– Садись, солдат. – Голос вроде знакомый. А может, это потому, что давно не слышал родного вологодского говорка, и вот теперь каждого встречного-поперечного готов признать за родню.
Опрокинулся в сено, и поплыли над головой облака высоких сосен с шапками застарелого снега на могучих лапах.
– Ну, как тут живёте? Как новая власть? – спросил подводчика, которому и самому не терпелось поговорить с попутчиком, тем более с солдатом.
– Что ж, живём, в долг не просим, – уклончиво ответил тот. – А что до новой власти… Она, может, и правильная. Свой брат, мужик, в волостных начальниках. Да только не крепко она на ногах стоит, эта самая советская власть. Ноги у неё дрожат.

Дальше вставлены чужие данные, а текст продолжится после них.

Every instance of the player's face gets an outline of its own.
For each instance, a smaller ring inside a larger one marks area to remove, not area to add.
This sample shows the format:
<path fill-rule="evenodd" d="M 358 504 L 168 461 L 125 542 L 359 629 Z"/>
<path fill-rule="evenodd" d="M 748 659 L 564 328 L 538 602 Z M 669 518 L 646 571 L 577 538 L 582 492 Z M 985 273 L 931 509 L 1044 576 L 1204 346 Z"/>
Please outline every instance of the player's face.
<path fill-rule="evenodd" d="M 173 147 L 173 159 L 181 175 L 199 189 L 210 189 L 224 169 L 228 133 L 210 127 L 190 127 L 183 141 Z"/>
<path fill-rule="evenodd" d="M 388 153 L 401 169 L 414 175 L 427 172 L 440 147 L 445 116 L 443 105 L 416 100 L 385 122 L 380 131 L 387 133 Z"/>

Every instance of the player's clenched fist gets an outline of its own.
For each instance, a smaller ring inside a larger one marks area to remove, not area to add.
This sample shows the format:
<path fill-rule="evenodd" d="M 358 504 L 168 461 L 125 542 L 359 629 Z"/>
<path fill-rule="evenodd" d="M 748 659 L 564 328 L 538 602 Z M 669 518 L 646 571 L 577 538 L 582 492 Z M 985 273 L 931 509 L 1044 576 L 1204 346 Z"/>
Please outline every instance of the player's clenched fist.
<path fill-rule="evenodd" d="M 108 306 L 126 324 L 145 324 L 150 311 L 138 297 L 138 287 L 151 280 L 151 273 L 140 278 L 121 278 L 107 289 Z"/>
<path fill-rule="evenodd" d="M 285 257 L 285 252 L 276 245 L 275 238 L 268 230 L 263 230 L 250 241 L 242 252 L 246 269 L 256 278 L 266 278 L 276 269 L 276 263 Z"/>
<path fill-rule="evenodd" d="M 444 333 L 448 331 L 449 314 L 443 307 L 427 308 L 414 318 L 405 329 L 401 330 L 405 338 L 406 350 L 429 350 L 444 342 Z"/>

– Это как же? С чего ей, нашей власти, дрожать? Власть народная, на своей, народной земле…
– Так-то оно так, – опять неопределённо согласился подводчик, – да только подламывают ей ноги, этой самой новой власти. Может, и ничего, устоит. А может… Так что это ещё вопрос.
– Какой вопрос? В Петрограде всё уже и решилось. Или ты не слыхал?
Мужик усмехнулся:
– Слыхал, слыхал. В Петрограде ухнуло, а у нас отозвалось… Но что из этого выйдет, ещё на воде писано. Моё дело сторона. Мне что ни поп, то батька. Моё дело крестьянское – пахать да сеять. В Питере, может, и ясно всё как божий день, а у нас края лесные, глухие… Многие на новую власть своё мнение имеют. Ты, служивый, вижу, большевик? Или агитатор?
– Да нет. Пока ещё просто сочувствующий.
– Ну что ж, и это тоже должность. По нынешним-то временам. Только я тебе вот что скажу. Парень ты молодой. Подумай, кому сочувствовать. А лучше пока осмотрись. Там и ясно станет, сочувствовать этой власти или пока подождать.
Лошадь шла ходко. Добрая, сытая, она легко несла широкие пошевни. Упряжь тоже добротная. Должно быть, подумал Конев, и дом у него такой же прочный, основательный, с вековым духом дедовской сосны. И хозяйство под стать. В хлевах скотина, в чулане хлеб, замороженные бараньи туши да кули намороженных на всю зиму пельменей. А город голодает…
Начал расспрашивать подводчика дальше. Но тот, оглянувшись, только покачал головой:
– Здорово ж тебе, служивый, агитаторы голову заклумили. Вот скоро приедешь в своё Лодейно и сам всё увидишь.
Увидел. Услышал. Стал больше понимать, что столица – это одно. Там – сила. Там и на штыках власть можно поднять и удержать. А тут…
Дома обнял отца, няню Клаву. Заметил, как они оба постарели. Родня радовалась его возвращению. Особенно сестра Мария. Когда дядюшка Григорий вышел из комнаты при всём своём параде, Иван ахнул: у того на груди сияли серебром четыре Георгиевских креста. В душе позавидовал ему. Не пришлось самому повоевать за Отечество и отличиться в настоящем деле. А Григорий – полный герой! Только что-то глаз у дядюшки невесел…
Коневы жили дружно, большой семьёй. Затопили баню. Когда разделись, Иван увидел на исхудавшем теле Григория свежие, ещё не побелевшие шрамы. А тот, перехватив его взгляд, сказал:
– Вот мои кресты, Ваня. Тут их, как видишь, больше. – И вдруг спросил: – Ты у нас человек образованный. Вон сколько книжек привёз. Скажи, за что мы воевали?
– Боюсь, что война ещё не окончена.
Отец слушал их молча. Смотрел на сына, вспоминал себя в его годы. Но на душе было невесело. Новая власть слабая. Ни в волости, ни в уезде порядка нет. Всяк норовит на свой интерес полоза поставить… Но молодые своё будущее волят связать именно с ней, с новой властью, склоняются к большевикам. Вот и Иван наслушался армейских агитаторов, начитался газет…
Как в воду смотрел Степан Иванович Конев. Утром сын встал затемно. Побросал в свой солдатский вещмешок ещё сырое, с вечера выстиранное заботливой Клавдией бельё, связал шпагатом нужные книжки и, дождавшись первого же подводчика, ехавшего по Никольскому большаку, отправился в уездный город.